The company is also exposed to the specialty chemicals and animal nutrition markets through SPD, which are smaller, more commoditized segments. These markets are influenced by industrial capacity, energy costs, and agricultural cycles rather than consumer trends. Church & Dwight's long-standing sodium bicarbonate expertise and its own trona mineral reserves (a raw material for baking soda) give it some cost advantages in this space.
Who are Church & Dwight's main competitors?
The consumer products industry is dominated by a handful of very large global companies, many of which have significantly greater financial resources than Church & Dwight. Direct competitors include Procter & Gamble, Colgate-Palmolive, Clorox, Reckitt Benckiser, Henkel, Unilever, Kenvue, Bayer, and Sanofi, among others. The company openly acknowledges that many of these rivals can outspend it on marketing and promotion. In the SPD segment, key competitors include Cargill, Solvay Chemicals, and Genesis Alkali.
Church & Dwight's main competitive advantages are category leadership in niche segments and a diversified portfolio of number-one brands.

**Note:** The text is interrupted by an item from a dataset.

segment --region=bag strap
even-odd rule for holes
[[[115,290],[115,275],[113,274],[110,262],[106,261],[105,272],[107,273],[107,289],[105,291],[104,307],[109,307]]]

Rather than trying to beat Procter & Gamble across the board, the company tends to own specific niches — it holds the top position in categories like dry shampoo, acne patches, and water flossers where larger rivals are less dominant. The company also faces growing competition from niche, internet-only, and retailer private-label brands, particularly in personal care.
Where does Church & Dwight operate?
Church & Dwight is primarily a U.S. business, but with a meaningful international presence. Approximately 77% of consolidated net sales come from the Consumer Domestic segment, with the remaining 18% from Consumer International and 5% from SPD (which serves mostly U.S. and Canadian industrial customers). The company has subsidiaries operating in Australia, Canada, France, Germany, Japan, Mexico, China, and the United Kingdom, and exports to over 100 countries through a network of third-party distributors.
Within the international segment, Europe and Canada are the most important regions. Europe accounts for 24% of Consumer International net sales, Canada for 23%, Mexico for 8%, and Australia for 7%. The company manufactures sodium bicarbonate at plants in Green River, Wyoming and Old Fort, Ohio, and uses third-party contract manufacturers around the world for certain other products. A single customer concentration risk worth noting: Walmart represents 23% of total consolidated net sales, giving that one retailer meaningful leverage over the business.